Sensitive Data Leakage

Data leakage happens when information from a private document "leaks" into an LLM response generated for an unauthorized user. This can happen through direct retrieval or through the model's "memory" of training data.

Types of Leakage in RAG

Topical Leakage: The model confirms a secret topic exists (e.g., "I can't tell you about Project X," which reveals Project X exists).
PII Leakage: The model output contains names, emails, or phone numbers from the context.
Reasoning Leakage: The model uses a secret logic (e.g., "The discount for VIPs is 20%") to calculate an answer even if it doesn't show the secret document.

Detection and Prevention

During Ingestion

PII Scrubbing: Use Amazon Comprehend PII or Microsoft Presidio to automatically detect and mask sensitive entities before they are embedded.
Classification: Tag documents as Confidential, Internal, or Public.

During Retrieval

Strict Filtering: (See Module 20.1) Ensure the filter is applied at the database level.

During Generation

Refusal Guardrails: Instruct the model to never output specific types of data (e.g., "Never output an 11-digit number").

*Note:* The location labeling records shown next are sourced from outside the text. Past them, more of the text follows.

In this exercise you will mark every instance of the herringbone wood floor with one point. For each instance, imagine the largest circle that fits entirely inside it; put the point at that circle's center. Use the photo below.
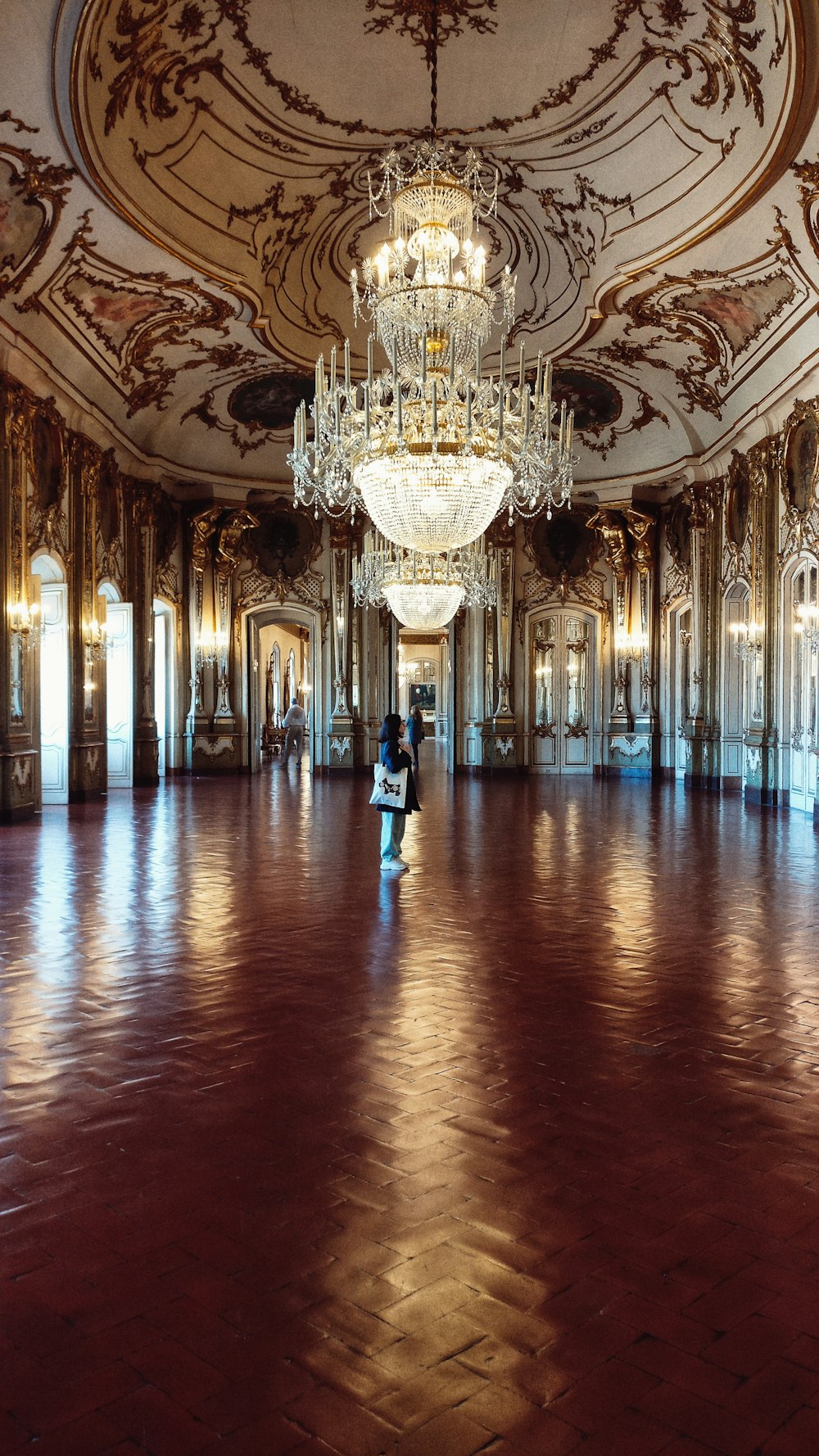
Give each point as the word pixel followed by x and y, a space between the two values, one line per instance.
pixel 515 1154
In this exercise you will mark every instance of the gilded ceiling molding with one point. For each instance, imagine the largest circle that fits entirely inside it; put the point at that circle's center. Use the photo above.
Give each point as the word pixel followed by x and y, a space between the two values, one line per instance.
pixel 33 194
pixel 799 479
pixel 138 329
pixel 808 175
pixel 713 318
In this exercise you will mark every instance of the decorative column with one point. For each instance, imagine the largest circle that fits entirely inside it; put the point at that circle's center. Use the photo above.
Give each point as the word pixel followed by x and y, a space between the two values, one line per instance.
pixel 215 740
pixel 226 559
pixel 198 537
pixel 342 753
pixel 640 750
pixel 766 466
pixel 500 737
pixel 701 726
pixel 611 526
pixel 88 748
pixel 18 655
pixel 142 559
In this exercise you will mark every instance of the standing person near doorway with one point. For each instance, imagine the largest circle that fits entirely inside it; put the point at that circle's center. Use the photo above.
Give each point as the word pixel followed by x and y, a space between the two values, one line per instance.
pixel 293 722
pixel 414 731
pixel 394 821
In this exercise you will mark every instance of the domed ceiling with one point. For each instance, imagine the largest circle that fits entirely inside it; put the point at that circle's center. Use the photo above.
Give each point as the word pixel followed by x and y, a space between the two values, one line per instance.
pixel 184 191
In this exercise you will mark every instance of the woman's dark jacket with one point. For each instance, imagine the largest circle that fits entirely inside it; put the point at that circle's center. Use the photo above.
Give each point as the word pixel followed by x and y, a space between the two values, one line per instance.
pixel 396 759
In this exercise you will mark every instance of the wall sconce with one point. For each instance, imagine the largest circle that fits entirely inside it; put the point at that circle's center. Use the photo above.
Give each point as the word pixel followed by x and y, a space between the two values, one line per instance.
pixel 25 623
pixel 746 640
pixel 95 640
pixel 806 622
pixel 211 645
pixel 631 645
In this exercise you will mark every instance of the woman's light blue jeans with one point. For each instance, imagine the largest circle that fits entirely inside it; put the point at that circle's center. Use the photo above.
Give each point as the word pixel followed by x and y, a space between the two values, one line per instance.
pixel 392 829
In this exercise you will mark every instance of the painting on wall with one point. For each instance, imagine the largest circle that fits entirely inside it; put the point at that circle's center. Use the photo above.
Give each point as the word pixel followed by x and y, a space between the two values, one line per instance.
pixel 561 548
pixel 271 400
pixel 740 312
pixel 738 505
pixel 595 402
pixel 284 542
pixel 802 463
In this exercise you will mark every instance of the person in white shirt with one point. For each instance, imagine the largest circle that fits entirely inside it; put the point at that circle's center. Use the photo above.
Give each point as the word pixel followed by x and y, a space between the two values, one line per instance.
pixel 293 721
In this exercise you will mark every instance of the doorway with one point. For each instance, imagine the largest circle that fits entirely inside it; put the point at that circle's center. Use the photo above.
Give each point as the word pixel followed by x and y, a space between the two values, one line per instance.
pixel 119 689
pixel 563 689
pixel 735 676
pixel 164 703
pixel 803 686
pixel 282 662
pixel 52 681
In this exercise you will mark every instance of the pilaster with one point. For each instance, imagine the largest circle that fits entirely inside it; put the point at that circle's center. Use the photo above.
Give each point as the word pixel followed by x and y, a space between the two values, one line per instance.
pixel 342 728
pixel 761 740
pixel 500 737
pixel 88 759
pixel 18 655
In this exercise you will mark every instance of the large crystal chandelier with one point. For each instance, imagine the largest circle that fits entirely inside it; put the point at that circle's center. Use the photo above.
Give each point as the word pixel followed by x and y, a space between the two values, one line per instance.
pixel 422 589
pixel 429 445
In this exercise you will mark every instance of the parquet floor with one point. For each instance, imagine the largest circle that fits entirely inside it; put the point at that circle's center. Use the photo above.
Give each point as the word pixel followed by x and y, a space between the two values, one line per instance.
pixel 516 1154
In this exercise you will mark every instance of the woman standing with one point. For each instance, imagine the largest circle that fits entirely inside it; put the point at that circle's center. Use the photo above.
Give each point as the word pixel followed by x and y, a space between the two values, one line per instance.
pixel 416 731
pixel 394 821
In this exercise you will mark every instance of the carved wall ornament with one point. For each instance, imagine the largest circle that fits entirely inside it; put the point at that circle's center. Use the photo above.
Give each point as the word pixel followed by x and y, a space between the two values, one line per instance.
pixel 586 591
pixel 561 548
pixel 611 527
pixel 600 414
pixel 33 194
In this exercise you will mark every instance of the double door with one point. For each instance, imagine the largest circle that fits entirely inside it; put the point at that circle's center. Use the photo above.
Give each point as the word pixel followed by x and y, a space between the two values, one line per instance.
pixel 563 690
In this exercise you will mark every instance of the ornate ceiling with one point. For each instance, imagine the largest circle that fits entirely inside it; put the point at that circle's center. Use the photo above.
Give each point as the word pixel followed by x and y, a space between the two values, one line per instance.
pixel 183 194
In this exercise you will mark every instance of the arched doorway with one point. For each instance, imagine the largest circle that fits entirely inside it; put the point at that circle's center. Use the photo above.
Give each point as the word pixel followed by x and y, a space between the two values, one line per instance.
pixel 563 689
pixel 119 688
pixel 164 696
pixel 733 688
pixel 800 681
pixel 52 681
pixel 282 658
pixel 681 686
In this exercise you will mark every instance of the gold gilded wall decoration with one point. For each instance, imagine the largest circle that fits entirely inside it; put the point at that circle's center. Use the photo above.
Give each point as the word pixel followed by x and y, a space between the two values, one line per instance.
pixel 33 194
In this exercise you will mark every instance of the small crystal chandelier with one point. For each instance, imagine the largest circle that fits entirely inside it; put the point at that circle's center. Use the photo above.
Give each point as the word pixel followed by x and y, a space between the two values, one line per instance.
pixel 422 589
pixel 429 447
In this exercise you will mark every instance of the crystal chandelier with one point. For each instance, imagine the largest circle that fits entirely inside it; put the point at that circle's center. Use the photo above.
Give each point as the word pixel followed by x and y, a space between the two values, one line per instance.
pixel 422 589
pixel 429 447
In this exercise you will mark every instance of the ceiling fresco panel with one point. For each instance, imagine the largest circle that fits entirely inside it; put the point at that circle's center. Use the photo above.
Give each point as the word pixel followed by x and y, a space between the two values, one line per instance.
pixel 181 204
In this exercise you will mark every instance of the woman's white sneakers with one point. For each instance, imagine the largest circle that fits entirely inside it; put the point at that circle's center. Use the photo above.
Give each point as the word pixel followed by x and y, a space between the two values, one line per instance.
pixel 394 866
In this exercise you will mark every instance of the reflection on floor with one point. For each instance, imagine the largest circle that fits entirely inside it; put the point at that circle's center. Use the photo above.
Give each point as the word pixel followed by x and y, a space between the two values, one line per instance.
pixel 514 1154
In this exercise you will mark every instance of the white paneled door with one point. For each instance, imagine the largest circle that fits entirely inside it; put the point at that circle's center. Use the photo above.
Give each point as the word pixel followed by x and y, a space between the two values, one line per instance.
pixel 54 694
pixel 563 689
pixel 120 702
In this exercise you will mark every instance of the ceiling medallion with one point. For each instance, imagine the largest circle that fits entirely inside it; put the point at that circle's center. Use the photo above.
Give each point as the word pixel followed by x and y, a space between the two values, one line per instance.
pixel 429 447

The "Membership Inference" Attack

A sophisticated attacker might ask thousand of queries to "map out" what documents are in your vector database based on the subtle changes in the model's answers.

Implementation: Redaction Service

from presidio_analyzer import AnalyzerEngine
from presidio_anonymizer import AnonymizerEngine

analyzer = AnalyzerEngine()
anonymizer = AnonymizerEngine()

def anonymize_text(text):
    results = analyzer.analyze(text=text, language='en')
    return anonymizer.anonymize(text=text, analyzer_results=results).text

Exercises

Redact a document containing a fake SSN. Does the "Anonymizer" find it?
What are the "False Positives" of PII scrubbing? (e.g., redaction of a legitimate product part number).
Why should you "Never" use a Public LLM API for highly sensitive documents without an enterprise agreement?